Jakarta, Gatra.com - Direktur Eksekutif Amnesty International Indonesia, Usman Hamid, menilai bahwa saat ini kebebasan sipil yang diperjuangkan para mahasiswa dan masyarakat sejak 26 tahun lalu silam kian terancam.
“Hal-hal yang diperjuangkan reformasi, seperti penegakan supremasi hukum, kebebasan berpendapat, kemerdekaan pers, dan penghormatan HAM, termasuk pengusutan kasus-kasus pelanggaran berat, kini terasa kian jauh dari jangkauan,” kata Usman dalam keterangan tertulis, kemarin (21/5).
Dia memandang bahwa saat ini reformasi justru putar balik. Alih-alih menjamin hak untuk mengkritik dan mengontrol kebijakan, negara malah menyempitkan ruang sipil dan mengabaikan cita-cita reformasi.
Cara-cara represif yang lazim terjadi di Orde Baru, lanjut Usman, seperti intimidasi dan serangan atas hak berpendapat, berekspresi, dan berkumpul masih terjadi hingga kini.
Misalnya pada Senin 20 Mei, sekelompok massa bernama Patriot Garuda Nusantara (PGN) menyerang dan membubarkan diskusi publik Forum Air Rakyat (PWF) yang digelar di Denpasar, Bali.
Dalam video yang diperoleh Amnesty, massa memaksa masuk dan membubarkan diskusi yang dituding sebagai “forum tandingan” World Water Forum yang digelar di Nusa Dua.
Massa yang menuding panitia diskusi ‘melanggar imbauan Penjabat Gubernur Bali’, lalu merobek dan merampas atribut acara dan melakukan kekerasan kepada peserta forum.
Usman menyebut bahwa intimidasi dan kekerasan sering terjadi saat forum internasional digelar. “Ini bukti negara tidak serius menjamin kebebasan,” sebutnya.
Amnesty International Indonesia mendesak Pemerintah untuk menghentikan intimidasi dan kekerasan selama PWF 2024. “Negara harus menjamin hak warga untuk berkumpul tanpa tekanan,” ucap Usman.
Selain hal tersebut, Usman juga melihat bahwa upaya membungkam pers di Orde Baru juga dipraktikkan.
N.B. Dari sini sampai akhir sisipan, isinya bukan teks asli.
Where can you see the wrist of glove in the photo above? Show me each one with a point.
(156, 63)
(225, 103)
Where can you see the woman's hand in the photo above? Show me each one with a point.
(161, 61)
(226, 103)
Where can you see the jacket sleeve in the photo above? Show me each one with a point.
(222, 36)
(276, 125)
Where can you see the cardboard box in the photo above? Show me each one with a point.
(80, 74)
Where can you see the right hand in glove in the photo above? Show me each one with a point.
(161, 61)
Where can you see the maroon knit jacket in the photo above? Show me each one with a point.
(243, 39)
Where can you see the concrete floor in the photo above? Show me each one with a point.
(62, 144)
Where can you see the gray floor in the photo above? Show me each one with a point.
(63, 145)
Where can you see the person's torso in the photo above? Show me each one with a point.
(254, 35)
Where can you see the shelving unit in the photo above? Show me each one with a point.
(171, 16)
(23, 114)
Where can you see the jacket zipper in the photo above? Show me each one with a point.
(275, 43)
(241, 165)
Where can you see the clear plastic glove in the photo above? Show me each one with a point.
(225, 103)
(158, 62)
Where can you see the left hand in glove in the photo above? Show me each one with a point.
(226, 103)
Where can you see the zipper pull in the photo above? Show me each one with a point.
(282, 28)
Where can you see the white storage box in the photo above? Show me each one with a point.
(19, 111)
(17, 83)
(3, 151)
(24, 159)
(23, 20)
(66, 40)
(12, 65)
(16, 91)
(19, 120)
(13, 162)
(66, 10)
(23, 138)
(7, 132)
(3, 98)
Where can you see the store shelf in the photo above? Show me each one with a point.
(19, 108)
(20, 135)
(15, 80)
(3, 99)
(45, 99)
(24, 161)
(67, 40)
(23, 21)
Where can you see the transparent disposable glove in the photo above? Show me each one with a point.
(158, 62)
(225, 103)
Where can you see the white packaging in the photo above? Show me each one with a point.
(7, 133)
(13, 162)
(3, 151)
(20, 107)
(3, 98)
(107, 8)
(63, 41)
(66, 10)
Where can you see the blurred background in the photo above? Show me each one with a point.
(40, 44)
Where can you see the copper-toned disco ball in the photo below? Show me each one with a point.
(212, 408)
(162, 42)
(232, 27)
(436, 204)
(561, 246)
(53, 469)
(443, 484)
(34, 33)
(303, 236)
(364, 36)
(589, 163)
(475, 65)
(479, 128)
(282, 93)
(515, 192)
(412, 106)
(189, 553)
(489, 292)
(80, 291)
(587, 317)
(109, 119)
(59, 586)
Yang terkini adalah upaya mengkebiri kebebasan pers melalui Revisi Undang-undang (RUU) Nomor 32 Tahun 2002 tentang Penyiaran.
Dia memandang beberapa bagian draf RUU Penyiaran justru berpotensi melanggar kebebasan pers dan hak publik atas informasi.
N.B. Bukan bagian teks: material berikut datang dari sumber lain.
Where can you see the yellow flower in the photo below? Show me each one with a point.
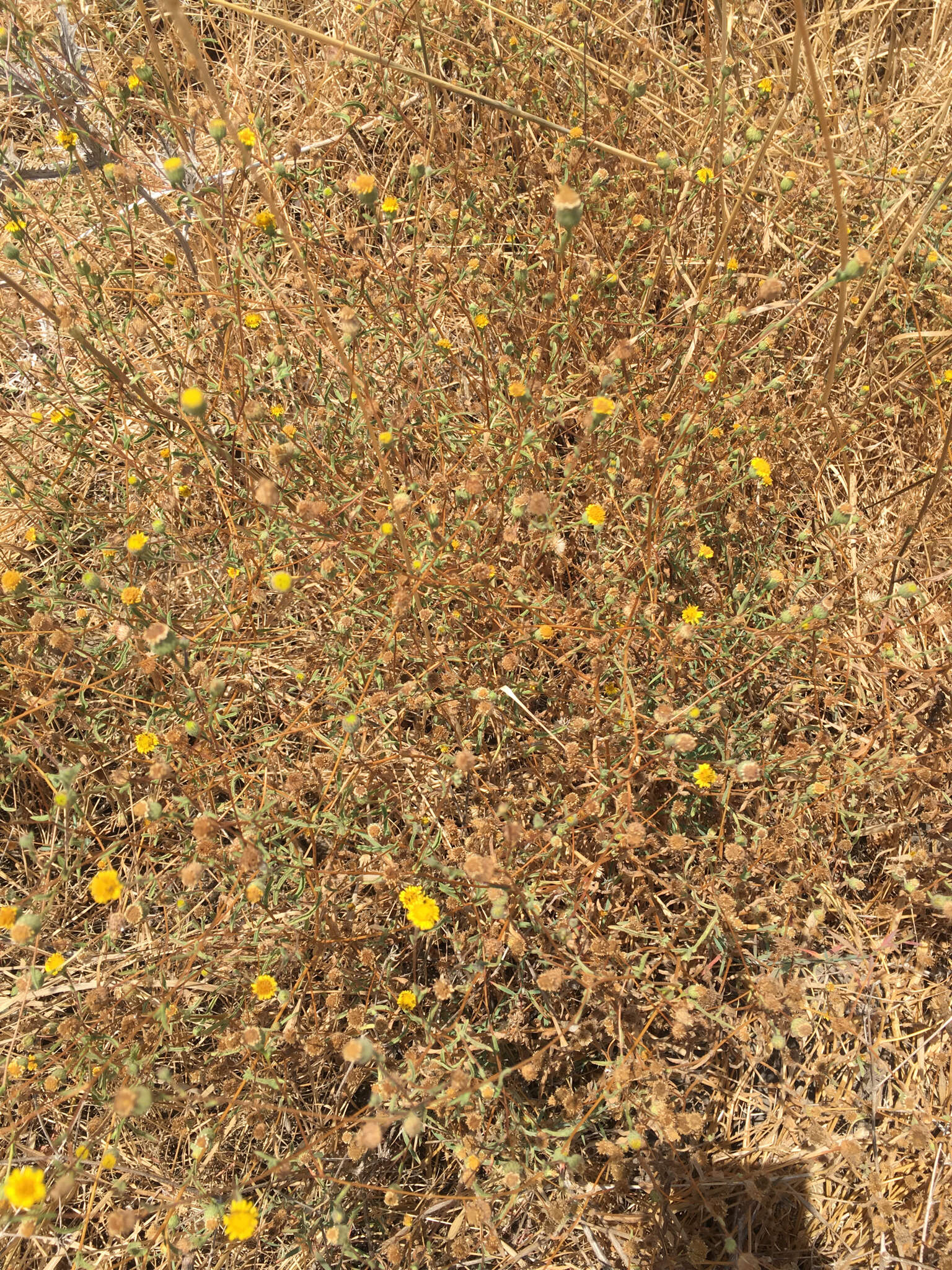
(242, 1220)
(106, 887)
(265, 987)
(760, 468)
(174, 169)
(423, 912)
(24, 1188)
(192, 402)
(703, 776)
“Contohnya, Pasal 50B ayat (2) yang melarang penayangan eksklusif jurnalistik investigasi, konten terkait LGBT+, konten terkait berita bohong, fitnah, hingga penghinaan dan pencemaran nama baik,” pungkas Usman.
Ini semuanya bisa melanggar kebebasan pers dan melanggar HAM, katanya, Negara seharusnya menjamin pers yang independen, bukan dengan melarang informasi dari pers dan publik.
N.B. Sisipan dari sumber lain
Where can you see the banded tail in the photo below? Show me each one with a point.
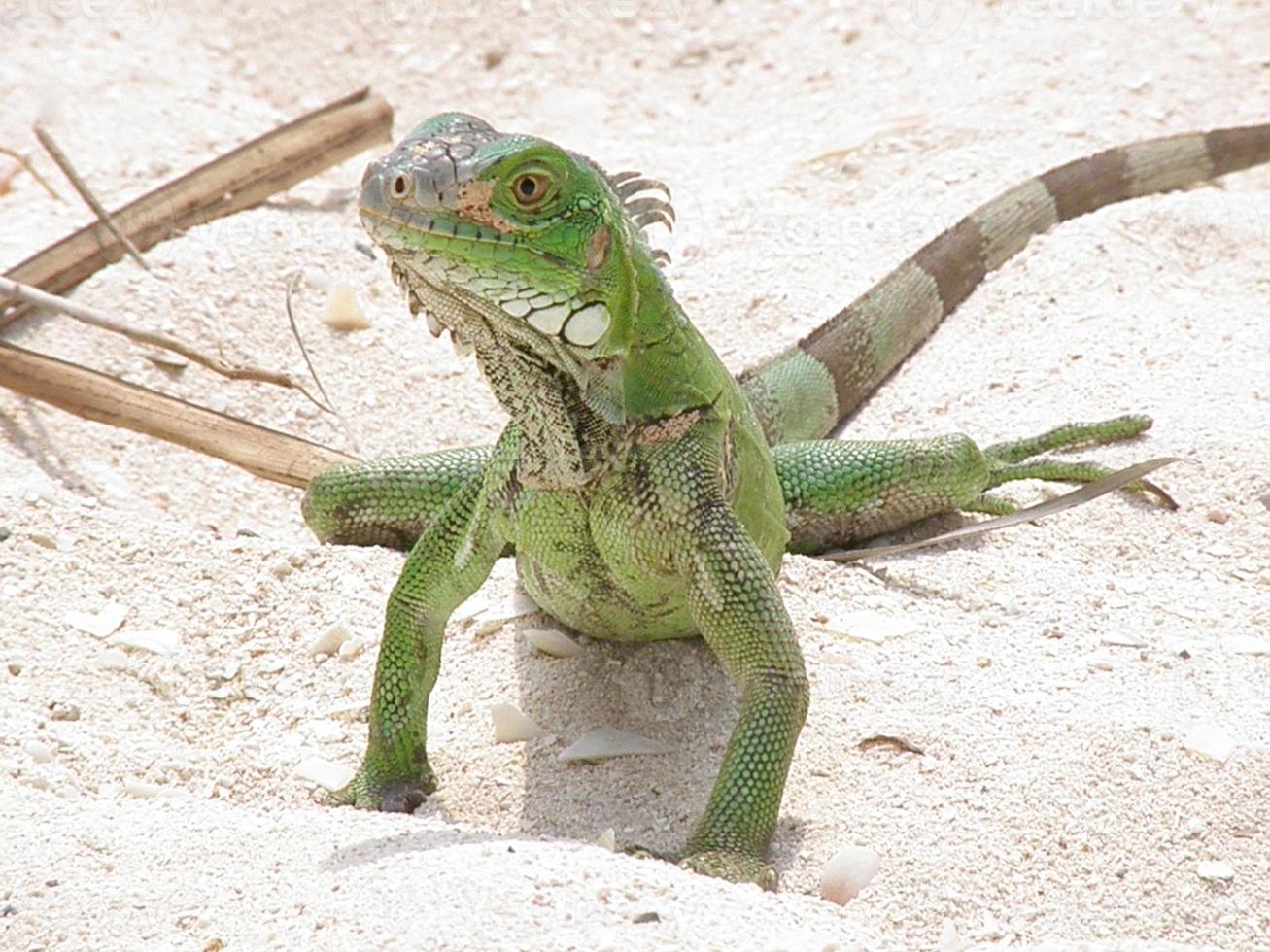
(807, 390)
Tak hanya sampai di situ, Amnesty International Indonesia menilai bahwa Negara tampaknya masih tidak serius mengusut kasus-kasus pelanggaran HAM berat masa lalu.
Ini ditunjukkan dengan Presiden Joko Widodo, di bulan-bulan akhir masa pemerintahannya, gagal memenuhi janji-janjinya untuk mengusut pelanggaran-pelanggaran HAM berat, termasuk 12 kasus yang diakuinya pada 2023 lalu.
“Situasi ini menebalkan kekhawatiran bahwa pemerintah selama ini tidak menunjukkan komitmen penuh dalam menyelesaikan kasus-kasus pelanggaran HAM berat,” ungkap Usman.
Akhirnya ini memperkuat kesan bahwa negara selama ini tidak menjadikan masalah HAM sebagai prioritas dibandingkan isu-isu lain.
“Negara tidak boleh mengesampingkan, apalagi menghentikan proses yudisial dan non-yudisial terkait kasus-kasus pelanggaran HAM berat di masa lalu selama para pelakunya masih melenggang bebas,” tutup Usman, kemarin (21/5).